Why, why, why, why, why, why, W-H-Y do I care so much about that?
Why is it that I (and many of you…probably all of you) get so excited about knowing certain people. Why does fame–whether genuine or impressed upon–make us think highly of other people?
That is a dirty trick that Satan uses. Look at the entertainment news industry. People spend hours of their lives reporting on which star went to which restaurant to get drunk and then wreck their car.
It’s so interesting to me how Satan makes the genuine, pure desire of wanting to know people turn perverted. God created us to love other people. He created us with this desperate need for community, acceptance and relationship.
It’s totally fine to want to know other people. Then Satan came along and turned that desire into a sick and twisted relentless pursuit of gossip-driven knowledge that is known as the secular entertainment news industry.
I try not to watch things like Entertainment Weekly. Although, I have caught myself reading tabloid headlines just to look at their ridiculousness. And, I do read the entertainment headlines on MSN.com, though I think I should stop that.
I just get excited to get to know people. I love finding stuff out about the people around me. I like knowing how people work and the reasons why they do what they do. So, when I get to know somebody a little better I get really excited at my deeper level of relationship with them.

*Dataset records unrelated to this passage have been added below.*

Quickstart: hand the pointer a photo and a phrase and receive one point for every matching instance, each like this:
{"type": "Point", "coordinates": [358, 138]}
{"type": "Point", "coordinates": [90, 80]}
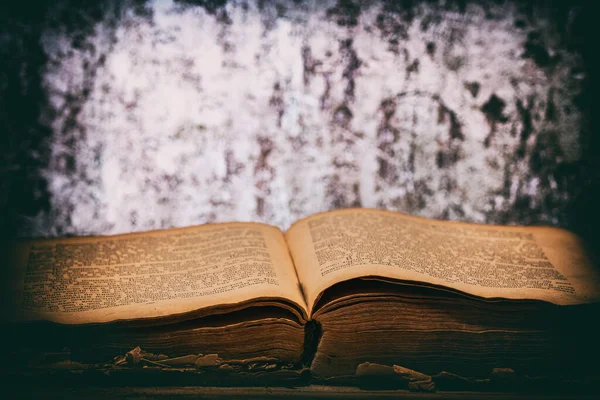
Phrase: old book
{"type": "Point", "coordinates": [337, 290]}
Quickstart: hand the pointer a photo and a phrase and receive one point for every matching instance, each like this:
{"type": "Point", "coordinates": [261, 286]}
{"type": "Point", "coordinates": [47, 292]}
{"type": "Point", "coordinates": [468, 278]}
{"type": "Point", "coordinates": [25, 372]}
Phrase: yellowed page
{"type": "Point", "coordinates": [483, 260]}
{"type": "Point", "coordinates": [151, 274]}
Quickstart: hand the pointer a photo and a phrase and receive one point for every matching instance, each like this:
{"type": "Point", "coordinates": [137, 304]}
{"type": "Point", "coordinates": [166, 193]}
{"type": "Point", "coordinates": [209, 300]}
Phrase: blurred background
{"type": "Point", "coordinates": [121, 116]}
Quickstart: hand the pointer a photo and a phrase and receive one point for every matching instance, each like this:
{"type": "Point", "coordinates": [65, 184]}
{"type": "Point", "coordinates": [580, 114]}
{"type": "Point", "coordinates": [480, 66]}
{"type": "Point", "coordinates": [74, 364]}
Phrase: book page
{"type": "Point", "coordinates": [483, 260]}
{"type": "Point", "coordinates": [151, 274]}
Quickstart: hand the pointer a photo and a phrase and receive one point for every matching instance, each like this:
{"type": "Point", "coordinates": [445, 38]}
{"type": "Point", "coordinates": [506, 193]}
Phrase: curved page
{"type": "Point", "coordinates": [151, 274]}
{"type": "Point", "coordinates": [513, 262]}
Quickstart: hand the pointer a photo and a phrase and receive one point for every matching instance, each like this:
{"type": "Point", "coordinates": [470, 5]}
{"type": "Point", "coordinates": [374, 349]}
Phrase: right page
{"type": "Point", "coordinates": [489, 261]}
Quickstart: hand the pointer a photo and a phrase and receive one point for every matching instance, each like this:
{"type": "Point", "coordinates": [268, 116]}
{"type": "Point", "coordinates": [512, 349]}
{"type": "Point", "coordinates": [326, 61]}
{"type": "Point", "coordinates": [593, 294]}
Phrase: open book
{"type": "Point", "coordinates": [336, 290]}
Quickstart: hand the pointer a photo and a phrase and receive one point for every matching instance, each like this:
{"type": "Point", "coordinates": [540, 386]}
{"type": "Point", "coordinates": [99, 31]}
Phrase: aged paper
{"type": "Point", "coordinates": [153, 274]}
{"type": "Point", "coordinates": [488, 261]}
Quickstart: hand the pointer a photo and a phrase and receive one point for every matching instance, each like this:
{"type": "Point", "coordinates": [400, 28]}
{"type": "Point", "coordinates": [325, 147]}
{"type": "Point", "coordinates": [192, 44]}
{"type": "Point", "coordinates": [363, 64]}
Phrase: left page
{"type": "Point", "coordinates": [149, 274]}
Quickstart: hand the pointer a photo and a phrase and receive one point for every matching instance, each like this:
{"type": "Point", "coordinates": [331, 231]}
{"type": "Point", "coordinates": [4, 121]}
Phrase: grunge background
{"type": "Point", "coordinates": [127, 116]}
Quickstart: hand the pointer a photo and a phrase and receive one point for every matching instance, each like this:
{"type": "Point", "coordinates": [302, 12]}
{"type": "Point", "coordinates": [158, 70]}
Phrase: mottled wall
{"type": "Point", "coordinates": [141, 115]}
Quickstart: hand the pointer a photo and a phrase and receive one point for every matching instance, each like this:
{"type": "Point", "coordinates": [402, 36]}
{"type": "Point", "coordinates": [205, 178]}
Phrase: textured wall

So, naturally, I want to know everybody at every level. I wanna know my neighbor just as much as I want to know “famous people.” Although, when people develop a desire to know someone “famous,” things change. Though I may genuinely want to have a relationship with some musician (for example), it could be taken as obsessive if I pursue it too much. Why can’t I know somebody perceived as famous? What’s the deal with that?
Sure, a lot of it is proximity. I know of that person because they receive a lot of publication and attention. If they weren’t well known and lived on the other side of the country, then I probably wouldn’t have know of them in the first place.

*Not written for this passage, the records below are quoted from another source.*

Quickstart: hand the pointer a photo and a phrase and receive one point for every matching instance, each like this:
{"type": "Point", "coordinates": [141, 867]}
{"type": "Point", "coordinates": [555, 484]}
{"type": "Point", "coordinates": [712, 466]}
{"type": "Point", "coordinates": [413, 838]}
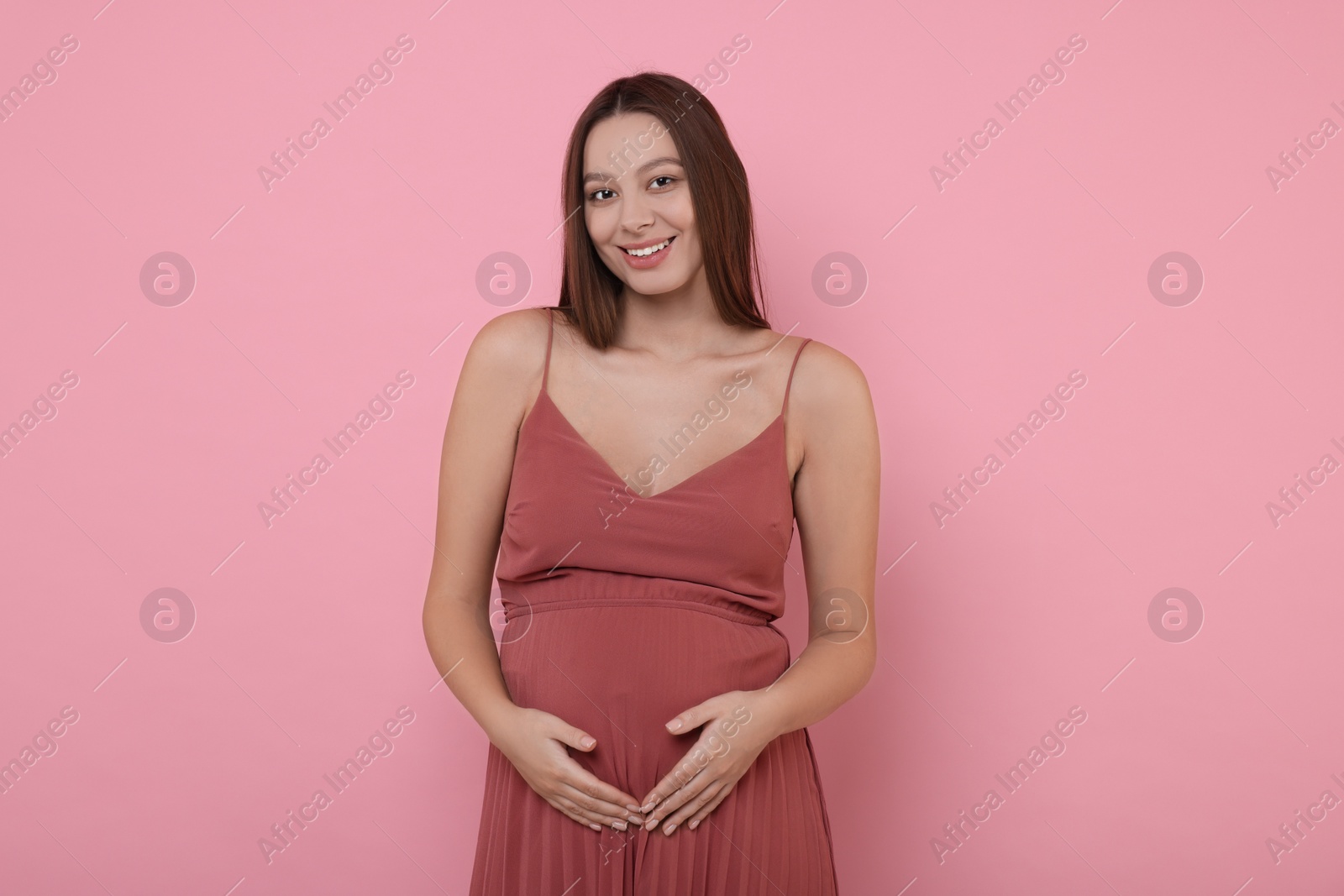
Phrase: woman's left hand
{"type": "Point", "coordinates": [726, 748]}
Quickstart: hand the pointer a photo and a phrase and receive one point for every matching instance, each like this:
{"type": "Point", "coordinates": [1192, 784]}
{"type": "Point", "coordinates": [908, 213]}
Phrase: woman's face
{"type": "Point", "coordinates": [638, 196]}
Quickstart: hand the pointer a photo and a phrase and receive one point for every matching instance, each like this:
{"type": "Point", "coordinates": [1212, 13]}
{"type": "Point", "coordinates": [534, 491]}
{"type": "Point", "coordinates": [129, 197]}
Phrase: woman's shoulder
{"type": "Point", "coordinates": [512, 342]}
{"type": "Point", "coordinates": [504, 363]}
{"type": "Point", "coordinates": [827, 382]}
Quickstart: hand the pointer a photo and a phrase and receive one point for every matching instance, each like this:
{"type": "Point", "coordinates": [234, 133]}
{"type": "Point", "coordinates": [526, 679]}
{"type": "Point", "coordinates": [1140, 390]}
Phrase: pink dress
{"type": "Point", "coordinates": [620, 614]}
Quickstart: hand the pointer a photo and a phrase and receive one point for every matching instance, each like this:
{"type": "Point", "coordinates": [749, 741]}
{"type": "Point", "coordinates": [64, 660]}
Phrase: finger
{"type": "Point", "coordinates": [696, 715]}
{"type": "Point", "coordinates": [573, 812]}
{"type": "Point", "coordinates": [691, 806]}
{"type": "Point", "coordinates": [617, 801]}
{"type": "Point", "coordinates": [710, 806]}
{"type": "Point", "coordinates": [675, 801]}
{"type": "Point", "coordinates": [678, 778]}
{"type": "Point", "coordinates": [588, 817]}
{"type": "Point", "coordinates": [570, 735]}
{"type": "Point", "coordinates": [604, 812]}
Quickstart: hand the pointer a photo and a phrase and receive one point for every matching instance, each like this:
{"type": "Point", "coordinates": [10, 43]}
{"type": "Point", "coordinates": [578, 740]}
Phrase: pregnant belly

So maybe the distance creates the potential for perceived creepiness.
All theories aside, I love knowing people. I wish that my genuine and pure desire for that was recognized, received and reciprocated.
Another pivot of frustration for me is that I get so excited about knowing people but I don’t usually get so excited about knowing God. He is the Creator of the universe. He’s the man that knit me together in my mother’s womb. He makes the sun rise and set. He raises the dead. He makes the world spin exactly as it should. He will be the one to put the final, devastating blow on Satan.
Yet, I don’t get all thrilled about Him like I should. Sure, I love Him. But I don’t go around every day telling everyone that I know Him. I don’t usually speak of His greatness either.
I think I’ve fallen into conforming to the world’s trend of promoting people rather than promoting the Creator. I get more excited about knowing a variety of people, rather than the notoriety of the Creator.
As I type this, I’m reminded of Romans 12: 2. Of course I am. That verse is all over my life. It tells me not to conform to the world, but to renew my mind.
I’m not renewing my mind enough. If I don’t fill my mind with God’s Word and the stories of His majesty, then that leaves room for the world to fill my mind with hero worship and idolotry.
The answer is simple: Get more in the Word.
Sorry, God. I’m missing out on so much of the true Famous One.